I wonder though whether we can just depend on the market.
The Honeybee Industry
Almost all of the honeybees in the US belong to commercial beekeepers. In beekeeping businesses, bee colonies are the production units that pollinate and produce honey. Sort of like managed livestock, the bees are loaded into huge 18 wheeler trucks as they “follow the bloom.”
On the West Coast, a beekeeper could start by pollinating a California almond field for three weeks, travel north to apples, pears and cherries, then strawberries, raspberries, blueberries and finally onward to the carrots. On the East Coast, trucks move from Florida’s citrus crop to Maine’s blueberries. (They travel at night when the bees are inactive and stay in their trucks.)
These are their routes. Looking at the dark green in California, you can think “almonds.”

The Honeybee Problem
Returning to the 3,000 honeybee colonies he left in Tampa, Florida for their winter rest during 2006, a Pennsylvania beekeeper saw that 2,000 had vanished. Phone calls to other beekeepers confirmed that he was not alone. With the calamity named Colony Collapse Disorder (CCD), the rest of the story is honeybee history. While colonies always had a die off rate–perhaps close to 14 percent, CCD upped it to 30 percent. More recently, the die-offs have continued at a lower level but the concern remains.
The Honeybee Solution
Scientist have hypothesized that mites or parasites or pesticides or early foraging by worker bees or deformed wing virus are possible causes of CCD. No one is sure. However, as economists we can decide whether media alarm is confirmed by market signals.
- Honeybees: Always coping with colonies that need replacing, beekeepers split hives, buy bee packages, and replace queens. With colony numbers remaining relatively stable, 2009 totals actually exceeded 2006.
- Honey product: The production of honey rose 2.4 percent from 2007-2010.

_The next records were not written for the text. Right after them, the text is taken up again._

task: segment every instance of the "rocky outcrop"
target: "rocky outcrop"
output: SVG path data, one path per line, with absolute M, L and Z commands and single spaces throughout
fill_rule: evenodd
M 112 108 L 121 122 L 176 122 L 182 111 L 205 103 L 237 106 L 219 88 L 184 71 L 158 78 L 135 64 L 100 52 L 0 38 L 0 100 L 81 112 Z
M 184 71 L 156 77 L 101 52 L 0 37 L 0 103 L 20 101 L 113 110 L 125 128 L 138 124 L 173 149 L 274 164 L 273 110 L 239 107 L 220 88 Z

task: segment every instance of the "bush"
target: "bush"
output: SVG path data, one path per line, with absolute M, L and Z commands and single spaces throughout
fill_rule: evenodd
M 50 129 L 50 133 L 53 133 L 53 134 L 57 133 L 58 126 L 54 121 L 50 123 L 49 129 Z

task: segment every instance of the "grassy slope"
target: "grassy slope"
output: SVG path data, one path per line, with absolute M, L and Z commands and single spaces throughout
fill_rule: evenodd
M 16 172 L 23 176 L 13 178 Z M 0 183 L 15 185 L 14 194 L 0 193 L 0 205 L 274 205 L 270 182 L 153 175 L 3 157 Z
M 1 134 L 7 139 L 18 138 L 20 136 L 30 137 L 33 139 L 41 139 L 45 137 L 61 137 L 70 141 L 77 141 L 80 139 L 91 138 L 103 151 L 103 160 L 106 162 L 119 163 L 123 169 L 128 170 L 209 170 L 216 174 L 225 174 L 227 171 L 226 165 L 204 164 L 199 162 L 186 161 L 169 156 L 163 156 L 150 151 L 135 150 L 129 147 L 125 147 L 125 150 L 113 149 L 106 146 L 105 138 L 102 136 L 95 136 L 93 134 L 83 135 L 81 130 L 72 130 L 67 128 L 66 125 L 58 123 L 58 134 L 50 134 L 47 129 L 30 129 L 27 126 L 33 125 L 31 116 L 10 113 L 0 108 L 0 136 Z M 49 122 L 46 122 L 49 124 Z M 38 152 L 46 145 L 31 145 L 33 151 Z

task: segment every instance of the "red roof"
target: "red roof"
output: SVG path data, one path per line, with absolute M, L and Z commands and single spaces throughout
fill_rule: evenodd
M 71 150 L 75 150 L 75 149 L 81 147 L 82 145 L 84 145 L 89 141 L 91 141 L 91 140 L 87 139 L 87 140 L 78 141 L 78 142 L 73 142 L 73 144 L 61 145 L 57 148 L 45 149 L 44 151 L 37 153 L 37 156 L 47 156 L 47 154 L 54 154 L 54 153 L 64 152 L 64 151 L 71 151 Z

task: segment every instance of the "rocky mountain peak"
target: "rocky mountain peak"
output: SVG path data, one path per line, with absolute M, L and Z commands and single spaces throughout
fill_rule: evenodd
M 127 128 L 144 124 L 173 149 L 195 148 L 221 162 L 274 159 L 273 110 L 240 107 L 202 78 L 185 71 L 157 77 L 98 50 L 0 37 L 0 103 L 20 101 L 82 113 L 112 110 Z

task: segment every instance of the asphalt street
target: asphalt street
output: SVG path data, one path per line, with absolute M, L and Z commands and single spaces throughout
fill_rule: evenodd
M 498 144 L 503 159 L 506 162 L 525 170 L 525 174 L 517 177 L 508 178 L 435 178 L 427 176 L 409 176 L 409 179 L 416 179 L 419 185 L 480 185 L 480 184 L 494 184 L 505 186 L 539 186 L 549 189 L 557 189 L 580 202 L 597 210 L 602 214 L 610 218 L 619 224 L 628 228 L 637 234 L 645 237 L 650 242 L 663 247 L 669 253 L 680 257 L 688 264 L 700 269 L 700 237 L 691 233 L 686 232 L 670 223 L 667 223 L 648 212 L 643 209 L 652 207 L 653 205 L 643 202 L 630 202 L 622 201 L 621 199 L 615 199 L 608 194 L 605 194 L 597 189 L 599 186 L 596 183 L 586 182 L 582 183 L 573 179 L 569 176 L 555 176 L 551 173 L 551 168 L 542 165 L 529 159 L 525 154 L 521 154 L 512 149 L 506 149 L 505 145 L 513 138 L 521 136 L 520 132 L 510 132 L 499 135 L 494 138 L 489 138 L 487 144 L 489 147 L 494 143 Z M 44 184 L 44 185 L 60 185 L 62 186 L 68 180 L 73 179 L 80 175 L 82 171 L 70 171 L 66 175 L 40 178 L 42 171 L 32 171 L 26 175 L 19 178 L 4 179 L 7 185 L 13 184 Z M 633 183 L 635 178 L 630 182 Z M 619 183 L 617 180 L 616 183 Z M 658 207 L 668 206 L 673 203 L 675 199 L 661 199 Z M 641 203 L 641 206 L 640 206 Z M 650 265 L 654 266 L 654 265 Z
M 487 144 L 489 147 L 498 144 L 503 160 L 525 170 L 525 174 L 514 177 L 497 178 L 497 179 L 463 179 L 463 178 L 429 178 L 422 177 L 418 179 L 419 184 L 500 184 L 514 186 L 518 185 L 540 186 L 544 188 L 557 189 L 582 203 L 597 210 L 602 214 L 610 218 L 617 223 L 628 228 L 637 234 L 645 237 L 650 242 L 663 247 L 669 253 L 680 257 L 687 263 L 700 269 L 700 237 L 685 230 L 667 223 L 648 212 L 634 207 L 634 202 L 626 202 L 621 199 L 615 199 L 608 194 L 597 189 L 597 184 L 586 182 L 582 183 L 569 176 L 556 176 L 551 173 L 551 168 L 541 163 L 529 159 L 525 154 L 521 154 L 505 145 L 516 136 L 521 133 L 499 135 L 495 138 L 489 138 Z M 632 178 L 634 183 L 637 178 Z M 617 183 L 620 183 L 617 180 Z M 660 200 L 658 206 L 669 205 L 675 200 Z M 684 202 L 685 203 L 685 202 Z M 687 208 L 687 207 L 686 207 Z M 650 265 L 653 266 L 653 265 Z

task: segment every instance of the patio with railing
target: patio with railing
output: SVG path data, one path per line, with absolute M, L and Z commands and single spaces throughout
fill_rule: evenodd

- Price of queens: Researchers looking at queens found that their prices have doubled since the mid-1960s, spiked during the 1970s, and displayed no price change pattern that correlated with CCD. We could say that the queen supply curve has been elastic.

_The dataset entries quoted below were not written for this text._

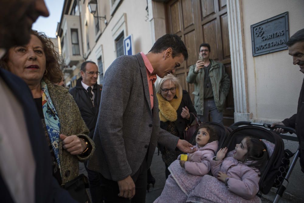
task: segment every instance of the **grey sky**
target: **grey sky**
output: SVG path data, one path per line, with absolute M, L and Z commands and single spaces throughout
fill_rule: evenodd
M 47 18 L 40 16 L 33 24 L 33 30 L 43 32 L 50 37 L 56 37 L 57 23 L 60 21 L 64 0 L 44 0 L 50 12 Z

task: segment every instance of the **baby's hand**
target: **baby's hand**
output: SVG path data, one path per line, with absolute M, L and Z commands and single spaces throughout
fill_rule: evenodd
M 219 171 L 217 174 L 217 179 L 224 183 L 226 182 L 226 178 L 228 177 L 225 173 L 220 171 Z
M 221 148 L 216 154 L 216 159 L 218 160 L 219 159 L 224 159 L 225 157 L 225 155 L 226 155 L 226 153 L 228 151 L 228 148 L 227 147 L 225 147 L 223 149 Z
M 179 161 L 179 164 L 181 165 L 182 168 L 185 167 L 185 162 L 186 162 L 185 161 Z

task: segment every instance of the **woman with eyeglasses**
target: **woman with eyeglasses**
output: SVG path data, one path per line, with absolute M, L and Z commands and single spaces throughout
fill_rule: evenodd
M 190 113 L 196 114 L 189 93 L 182 89 L 179 79 L 171 74 L 163 78 L 158 78 L 155 87 L 158 100 L 161 128 L 183 139 L 186 126 L 195 119 Z M 168 167 L 182 152 L 177 148 L 172 151 L 162 146 L 160 148 L 166 166 L 167 178 L 170 174 Z
M 43 125 L 44 129 L 53 175 L 72 197 L 85 202 L 88 200 L 85 193 L 85 180 L 78 176 L 78 161 L 88 160 L 94 145 L 68 90 L 53 84 L 60 82 L 62 77 L 59 56 L 54 48 L 43 33 L 33 30 L 29 44 L 10 49 L 0 60 L 0 65 L 28 86 L 42 121 L 36 124 Z

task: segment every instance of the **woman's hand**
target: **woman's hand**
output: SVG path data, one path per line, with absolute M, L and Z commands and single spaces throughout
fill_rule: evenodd
M 60 136 L 62 140 L 63 149 L 72 155 L 80 154 L 87 148 L 85 141 L 74 135 L 68 137 L 60 134 Z
M 179 160 L 179 165 L 181 165 L 182 168 L 185 167 L 185 161 Z
M 225 147 L 223 149 L 221 148 L 216 153 L 216 159 L 218 160 L 219 159 L 224 159 L 225 157 L 225 155 L 226 155 L 226 153 L 228 151 L 228 148 L 227 147 Z
M 190 113 L 189 113 L 189 110 L 187 107 L 183 108 L 183 110 L 181 114 L 181 116 L 183 118 L 185 118 L 187 120 L 190 119 Z
M 225 173 L 220 171 L 219 171 L 219 173 L 217 174 L 217 179 L 225 183 L 226 179 L 228 177 L 229 177 Z

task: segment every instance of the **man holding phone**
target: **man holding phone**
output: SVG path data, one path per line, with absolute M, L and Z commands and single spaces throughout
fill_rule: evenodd
M 222 64 L 209 58 L 210 45 L 199 46 L 199 60 L 190 67 L 187 82 L 194 84 L 194 107 L 199 120 L 223 124 L 223 110 L 230 86 L 230 80 Z

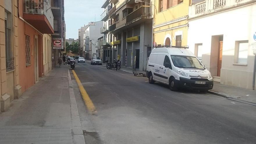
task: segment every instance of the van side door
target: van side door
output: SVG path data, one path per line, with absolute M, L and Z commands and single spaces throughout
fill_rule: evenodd
M 168 67 L 165 67 L 165 64 L 166 63 L 168 63 L 169 64 L 169 66 Z M 171 63 L 171 61 L 170 61 L 170 58 L 167 55 L 165 55 L 165 56 L 163 65 L 163 75 L 165 77 L 167 78 L 167 79 L 164 79 L 164 82 L 168 83 L 169 78 L 170 78 L 170 77 L 172 75 L 173 72 L 173 69 L 172 67 L 172 65 Z
M 165 79 L 166 77 L 163 76 L 164 67 L 163 65 L 165 55 L 163 54 L 158 54 L 156 61 L 156 65 L 154 72 L 154 76 L 153 77 L 163 83 L 166 81 Z

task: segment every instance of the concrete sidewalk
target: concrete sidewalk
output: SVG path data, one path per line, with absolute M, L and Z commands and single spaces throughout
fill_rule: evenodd
M 255 90 L 214 82 L 213 88 L 209 90 L 209 92 L 226 98 L 233 99 L 232 100 L 236 101 L 242 101 L 254 104 L 256 106 L 256 91 Z
M 0 144 L 85 143 L 69 68 L 56 66 L 0 114 Z

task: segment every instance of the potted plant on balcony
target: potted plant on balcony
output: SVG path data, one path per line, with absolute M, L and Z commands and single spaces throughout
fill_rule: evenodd
M 25 5 L 27 10 L 26 12 L 28 12 L 29 13 L 35 13 L 37 3 L 34 0 L 25 1 Z
M 38 8 L 36 9 L 38 13 L 43 14 L 44 13 L 44 2 L 43 0 L 39 0 L 39 3 L 38 4 Z

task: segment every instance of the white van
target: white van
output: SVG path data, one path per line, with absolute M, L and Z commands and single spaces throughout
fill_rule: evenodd
M 146 70 L 149 83 L 156 81 L 168 85 L 175 91 L 179 88 L 205 92 L 212 89 L 213 80 L 210 72 L 188 49 L 177 47 L 152 50 Z

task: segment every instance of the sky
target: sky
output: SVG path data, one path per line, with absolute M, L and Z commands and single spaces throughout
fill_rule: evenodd
M 101 6 L 106 0 L 65 0 L 66 39 L 78 38 L 78 29 L 100 19 Z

- Price of pollination services: Again, there was no distinct connection between CCD and the fluctuation in pollination prices. Some cite the spike in almond pollination prices but the dates do not sufficiently correspond to the onset of CCD.
- Price of nuts and fruits: Using price as the “canary in the coal mine,” no evidence has emerged that CCD is threatening our nut, fruit and vegetable supply.
Our Bottom Line
Yes, CCD represented a supply shock that increased the cost of production. But as always, markets responded on their own with price changes creating productive incentives. Consequently, when the memorandum from the President suggests an action plan, we can start to worry that government could distort a market that is doing its job.